Naplan is just about here for another year. Running from the 10th of May in 2022, it is often a time of high anxiety, and polarising views regarding the importance, use of and reasons why the tests are run.
For the past few weeks, my social feeds have been overloaded with tutoring companies targeting parents regarding NAPLAN. As much as it is important for our children to feel confident in the test and the procedures of test environments, conventions of taking a test and so on and so forth; I always feel the added pressure of children pushed to receive high marks, is that polarising view.
As a teacher, educator and owner of a tutoring centre, my whole focus is on building confidence in our learners at Breakaway Education, and trying to encourage our students to simply try their hardest.
However, with everything, sometimes as parents, we feel that we need our children to attain high marks in these types of tests, and sometimes that pressure is being put on by the school that our children attend as well.High marks though, don’t necessarily show what areas your child is struggling in, and areas of improvement for them either.
The National Assessment Program for Literacy And Numeracy has been put into place in order to see where students are sitting on a national level, in order to ensure that the right supports and funding is being placed into schools where it is needed. It is used by schools, to see where their students are sitting within their cohort across Australia and then also allows schools to provide targeted assistance where required, and sometimes, as a whole school initiative.
There are plenty of examples around where schools have done this effectively. Perhaps the school noticed that all of Year 5 students were struggling with writing, and so with a writing emphasis in the following year, they were able to better support their students in writing tasks and outcomes.
As with anything though, sometimes, the NAPLAN tests feel like a “competition” and this can generate huge amounts of anxiety in our kids. When students are in Year 3, for many students, this is the first time they are sitting a test in the first place. There are test conventions to learn and know and behaviours to adapt to as well. We expect our students: to be quite for the test period; not receive specific help from the teacher; read each of the questions and provide an answer for them; not talk to their friends …… and these things alone, are often difficult for our Year 3 students to get used to.
The massive difference in the newest variations of the NAPLAN assessments is that the computer version, adjusts in difficulty as the students are completing the test. This is thought to provide a more accurate picture of where students are struggling and how they are going across the various areas of content. The other side of this is that students completing the test, may also be more likely to continue to try their best, rather than feel that the questions are too hard, and shut down or not attempt to answer the rest of the test.

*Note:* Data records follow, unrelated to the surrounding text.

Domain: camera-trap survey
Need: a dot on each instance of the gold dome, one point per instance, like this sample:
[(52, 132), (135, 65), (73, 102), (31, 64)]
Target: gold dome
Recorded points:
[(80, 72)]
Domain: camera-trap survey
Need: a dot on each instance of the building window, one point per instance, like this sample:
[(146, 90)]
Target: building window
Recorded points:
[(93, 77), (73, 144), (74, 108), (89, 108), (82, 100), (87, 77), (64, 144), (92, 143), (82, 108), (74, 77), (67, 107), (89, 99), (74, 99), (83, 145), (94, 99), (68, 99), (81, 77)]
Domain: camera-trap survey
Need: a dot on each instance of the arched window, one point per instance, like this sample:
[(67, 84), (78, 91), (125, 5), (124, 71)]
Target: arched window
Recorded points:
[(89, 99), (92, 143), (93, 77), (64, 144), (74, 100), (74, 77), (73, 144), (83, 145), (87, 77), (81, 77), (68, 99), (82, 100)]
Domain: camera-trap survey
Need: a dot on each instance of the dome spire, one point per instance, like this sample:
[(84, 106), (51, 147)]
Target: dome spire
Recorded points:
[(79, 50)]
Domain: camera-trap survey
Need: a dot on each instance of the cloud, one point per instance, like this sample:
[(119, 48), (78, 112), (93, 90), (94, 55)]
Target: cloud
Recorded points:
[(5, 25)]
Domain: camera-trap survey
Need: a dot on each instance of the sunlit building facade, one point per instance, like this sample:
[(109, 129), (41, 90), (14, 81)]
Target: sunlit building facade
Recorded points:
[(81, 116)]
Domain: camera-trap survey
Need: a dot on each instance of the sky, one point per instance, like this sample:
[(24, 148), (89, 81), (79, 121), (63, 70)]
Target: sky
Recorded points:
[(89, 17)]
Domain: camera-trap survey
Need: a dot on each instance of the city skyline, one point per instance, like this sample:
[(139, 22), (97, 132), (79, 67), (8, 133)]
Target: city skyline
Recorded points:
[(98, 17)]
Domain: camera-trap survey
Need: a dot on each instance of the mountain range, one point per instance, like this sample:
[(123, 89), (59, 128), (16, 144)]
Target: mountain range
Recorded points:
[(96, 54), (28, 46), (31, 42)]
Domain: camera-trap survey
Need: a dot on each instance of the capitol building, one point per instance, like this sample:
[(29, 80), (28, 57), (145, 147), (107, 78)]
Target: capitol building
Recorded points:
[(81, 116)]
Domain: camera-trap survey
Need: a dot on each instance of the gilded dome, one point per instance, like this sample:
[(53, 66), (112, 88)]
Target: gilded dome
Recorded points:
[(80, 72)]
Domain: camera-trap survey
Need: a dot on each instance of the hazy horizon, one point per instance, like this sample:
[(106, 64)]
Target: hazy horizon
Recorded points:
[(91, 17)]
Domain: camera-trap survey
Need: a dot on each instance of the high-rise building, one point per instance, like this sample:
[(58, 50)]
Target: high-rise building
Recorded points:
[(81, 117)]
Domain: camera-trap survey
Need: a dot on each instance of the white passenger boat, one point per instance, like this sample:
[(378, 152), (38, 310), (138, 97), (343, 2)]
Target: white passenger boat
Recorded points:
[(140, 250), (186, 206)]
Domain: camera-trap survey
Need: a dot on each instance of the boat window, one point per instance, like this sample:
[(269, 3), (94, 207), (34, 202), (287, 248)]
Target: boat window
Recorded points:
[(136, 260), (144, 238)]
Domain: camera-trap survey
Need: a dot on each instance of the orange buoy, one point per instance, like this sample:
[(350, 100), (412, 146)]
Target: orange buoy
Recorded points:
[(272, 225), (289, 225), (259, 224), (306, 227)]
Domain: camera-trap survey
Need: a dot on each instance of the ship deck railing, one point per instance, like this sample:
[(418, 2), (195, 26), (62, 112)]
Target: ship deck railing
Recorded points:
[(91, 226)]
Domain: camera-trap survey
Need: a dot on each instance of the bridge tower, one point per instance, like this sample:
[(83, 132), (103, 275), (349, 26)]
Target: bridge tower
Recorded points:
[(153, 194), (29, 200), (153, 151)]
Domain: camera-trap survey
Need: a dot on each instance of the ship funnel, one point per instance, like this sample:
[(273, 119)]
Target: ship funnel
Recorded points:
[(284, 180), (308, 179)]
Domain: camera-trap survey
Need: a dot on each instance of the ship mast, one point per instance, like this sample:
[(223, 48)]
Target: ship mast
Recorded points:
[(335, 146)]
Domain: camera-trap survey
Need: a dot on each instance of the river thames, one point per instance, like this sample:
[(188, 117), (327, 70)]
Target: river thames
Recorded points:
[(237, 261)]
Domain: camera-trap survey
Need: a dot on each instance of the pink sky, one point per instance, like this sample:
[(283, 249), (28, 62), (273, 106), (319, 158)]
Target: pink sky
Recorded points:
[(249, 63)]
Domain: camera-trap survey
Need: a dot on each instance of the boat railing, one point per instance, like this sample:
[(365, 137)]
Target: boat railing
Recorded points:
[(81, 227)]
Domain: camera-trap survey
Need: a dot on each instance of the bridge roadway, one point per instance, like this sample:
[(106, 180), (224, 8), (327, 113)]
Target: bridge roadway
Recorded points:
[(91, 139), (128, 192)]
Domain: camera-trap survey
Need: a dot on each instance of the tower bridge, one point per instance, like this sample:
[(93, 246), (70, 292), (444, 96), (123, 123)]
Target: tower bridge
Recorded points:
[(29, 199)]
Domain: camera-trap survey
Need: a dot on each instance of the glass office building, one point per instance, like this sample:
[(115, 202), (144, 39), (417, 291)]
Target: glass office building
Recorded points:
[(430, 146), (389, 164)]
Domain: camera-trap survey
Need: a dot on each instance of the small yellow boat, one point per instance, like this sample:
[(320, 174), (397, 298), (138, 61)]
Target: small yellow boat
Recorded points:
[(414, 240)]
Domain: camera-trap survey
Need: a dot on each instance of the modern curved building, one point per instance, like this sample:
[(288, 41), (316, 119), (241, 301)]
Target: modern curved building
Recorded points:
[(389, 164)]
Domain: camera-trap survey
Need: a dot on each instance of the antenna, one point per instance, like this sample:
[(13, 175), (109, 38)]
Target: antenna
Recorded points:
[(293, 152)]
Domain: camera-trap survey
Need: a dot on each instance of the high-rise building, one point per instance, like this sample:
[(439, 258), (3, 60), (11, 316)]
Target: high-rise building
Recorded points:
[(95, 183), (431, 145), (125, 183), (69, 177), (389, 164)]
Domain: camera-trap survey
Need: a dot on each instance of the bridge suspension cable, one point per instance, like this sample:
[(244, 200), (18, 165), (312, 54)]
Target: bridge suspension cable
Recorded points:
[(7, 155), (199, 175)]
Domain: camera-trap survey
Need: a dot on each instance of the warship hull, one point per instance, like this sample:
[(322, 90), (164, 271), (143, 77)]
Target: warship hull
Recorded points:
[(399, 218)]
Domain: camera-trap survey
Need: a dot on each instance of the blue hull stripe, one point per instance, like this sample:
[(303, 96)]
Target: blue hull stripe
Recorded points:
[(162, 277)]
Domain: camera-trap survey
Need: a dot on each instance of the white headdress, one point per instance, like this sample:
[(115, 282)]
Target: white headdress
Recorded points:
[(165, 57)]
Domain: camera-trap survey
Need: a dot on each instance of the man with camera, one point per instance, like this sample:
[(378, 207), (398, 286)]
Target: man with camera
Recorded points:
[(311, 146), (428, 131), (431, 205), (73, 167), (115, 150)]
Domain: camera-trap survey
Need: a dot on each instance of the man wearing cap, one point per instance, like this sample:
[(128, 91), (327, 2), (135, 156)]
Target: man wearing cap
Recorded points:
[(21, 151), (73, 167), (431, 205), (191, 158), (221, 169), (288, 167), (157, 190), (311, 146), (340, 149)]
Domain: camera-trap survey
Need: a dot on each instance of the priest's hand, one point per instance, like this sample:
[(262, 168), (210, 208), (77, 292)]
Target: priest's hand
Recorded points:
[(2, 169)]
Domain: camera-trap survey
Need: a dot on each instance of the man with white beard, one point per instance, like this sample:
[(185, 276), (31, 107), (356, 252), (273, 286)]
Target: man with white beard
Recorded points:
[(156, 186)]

The wording I would love parents to use with their children for this years run of NAPLAN is simply “try your hardest”. “Our hardest” looks different across all of our children (and everyone). Ensuring that our kids know that we are proud of their hardest achievements is really important for our children’s mental health, and for their ability to understand that it is not a competition at all. Rather it is put into place to see how they are going.
At the end of the day, NAPLAN is a snapshot of your child’s abilities on a particular day. Nothing else. It gives us some clues as to where they may be struggling, it tells us what areas we may focus on for continuing to build our children’s confidence, but other than that, it doesn’t tell us if the child on the other end was: unwell, unsure, anxious, confused or had other external factors impacting their test on that particular day.
On that note, we should always be encouraging our child to try their hardest, because that is all that we can really do- in school, at work and in life.
There are a few things that we can do as parents to help your child heading into the tests.
1. “Try your best” is the best approach for children feeling anxious or concerned.
2. Make sure you read the questions carefully. If you are not sure, read the question again.
3. Skip the question to come back to at the end if you are really stuck.
4. Sit down and go through an example of the test layout, especially if you know they will be completing the online test.
5. If they are doing an online version, get them to try practicing their typing for the writing section of the test.
6. Talking to them about what to remember in writing (capital letters, punctuation, writing sentences that make sense) will also help them have a “tick list” to check over before submitting their work.
7. Get them to check and recheck their answers.
The above list is not exhaustive, and is simply focused around skills that students can use, not only for NAPLAN, but for any test they may need to complete in the future – both computer based and paper based.
Remember, all our children can do …… is try their very best!